Get SMART about Your Goals
Get SMART About Your Goals
As promised, here’s the much anticipated post on SMART goals. SMART goals are used across many different fields including in fitness, motivational coaching and therapy, due to its power in turning vague desires into practical, achievable, and intentional outcomes. A while back I posted about the difficulty in sticking to our New Year’s Resolutions, so go ahead and dust that list off and choose one that you’re ready to accomplish! Keep that goal in mind as you read through the rest of this post.
SMART stands for the following:
Specific: Choose a goal that is very clear and direct. Say you’d like to get healthy. Well, what exactly does that mean to you? Does that mean buying chocolate covered almonds instead of a family-sized bag of gummy bears? Rather than the vague goal, “get healthy” or “exercise more”, a specific goal means thinking about the what, when, where, how and why. Think especially about what is it that you want to achieve, and how exactly you going to work to get there.
Measurable: Making a goal measurable means having a way to quantify it. For example, sticking with the goal of dropping 5lbs, that may mean working to lose 1lb a week, for a total of 5 weeks. Or, if you’re training for that 5k, think about how often you will run each week and for what duration, so that you have a plan laid out that you can stick to as the weeks go by.
Attainable: An attainable goal is one that is scientifically achievable. That’s to say, I may want to build a six pack in a week’s time, but I know my body well enough to say it’ll take me two weeks. Just kidding. It would take me way longer than that. Similarly, if you are currently bench pressing 30lbs and your goal is to bench press 31, you might be going a bit too easy on yourself. Make your goal challenging enough to push you, but not overly ambitious. You’re trying to accomplish it after all!
Relevant/realistic: Think about what makes sense for you, based on your own life, personality, access, etc.
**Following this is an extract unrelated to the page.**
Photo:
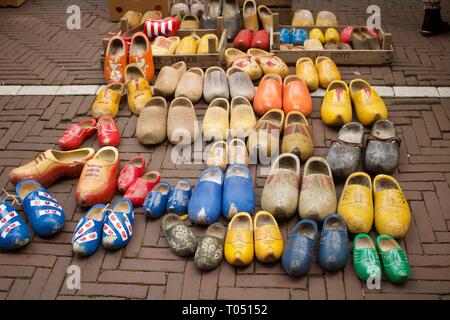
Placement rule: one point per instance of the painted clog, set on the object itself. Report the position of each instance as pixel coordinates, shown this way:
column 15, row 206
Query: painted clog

If I am prone to shin splints, it probably isn’t a very good idea for me to start running 30 minutes, 3 times a day, without working with a physical therapist and starting slowly, with shorter runs. Likewise, you may really want to transition to a vegan diet, by swapping one meaty, cheese dinner a week with an equally scrumptious vegan dinner, but if you can’t cook, or hate vegetables, that may not be a great idea. Although, you could certainly call upon Nourish Northwest for some personal cheffing to make you some delightful vegan meals (like tasty veggie tacos), or try out a cooking class with us. Regardless, it is your goal and your life, so make it work for you!
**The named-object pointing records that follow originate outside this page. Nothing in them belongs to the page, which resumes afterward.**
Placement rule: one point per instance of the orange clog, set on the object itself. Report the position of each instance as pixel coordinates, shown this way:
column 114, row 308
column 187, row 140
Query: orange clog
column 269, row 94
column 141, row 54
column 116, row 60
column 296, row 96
Timely: Set a deadline for that goal! It might be hard to stick to a goal with an end date that is too far away. Choose a 5k race that is 10 or 12 weeks away, or set a timeline and then write it on your calendar!
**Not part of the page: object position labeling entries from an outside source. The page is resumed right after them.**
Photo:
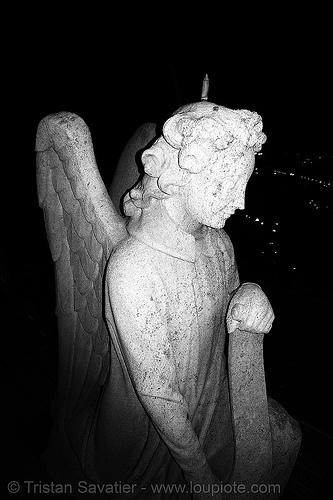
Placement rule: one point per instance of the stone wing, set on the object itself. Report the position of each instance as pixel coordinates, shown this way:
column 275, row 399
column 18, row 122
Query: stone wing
column 82, row 227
Now that you’ve read through the meaning behind SMART, go ahead and come up with a SMART goal of your own.
Here are some examples to help you out:
I will run 3 times a week to increase my running speed so that I can run my upcoming September 10K race in less than 1 hour.
I am going to decrease my overall body fat percentage by 4 percent in 3 months by taking a Bootcamp class 3 times a week and working with a dietitian to create a nutrition plan.
Creating SMART goals can help make those hopes a reality, by breaking them down into a mini plan of action and keeping us motivated. If you need any help setting some SMART goals, feel free to talk to one of us at the end of a fitness class! We are here for you and happy to be a resource. Go forth and set some goals!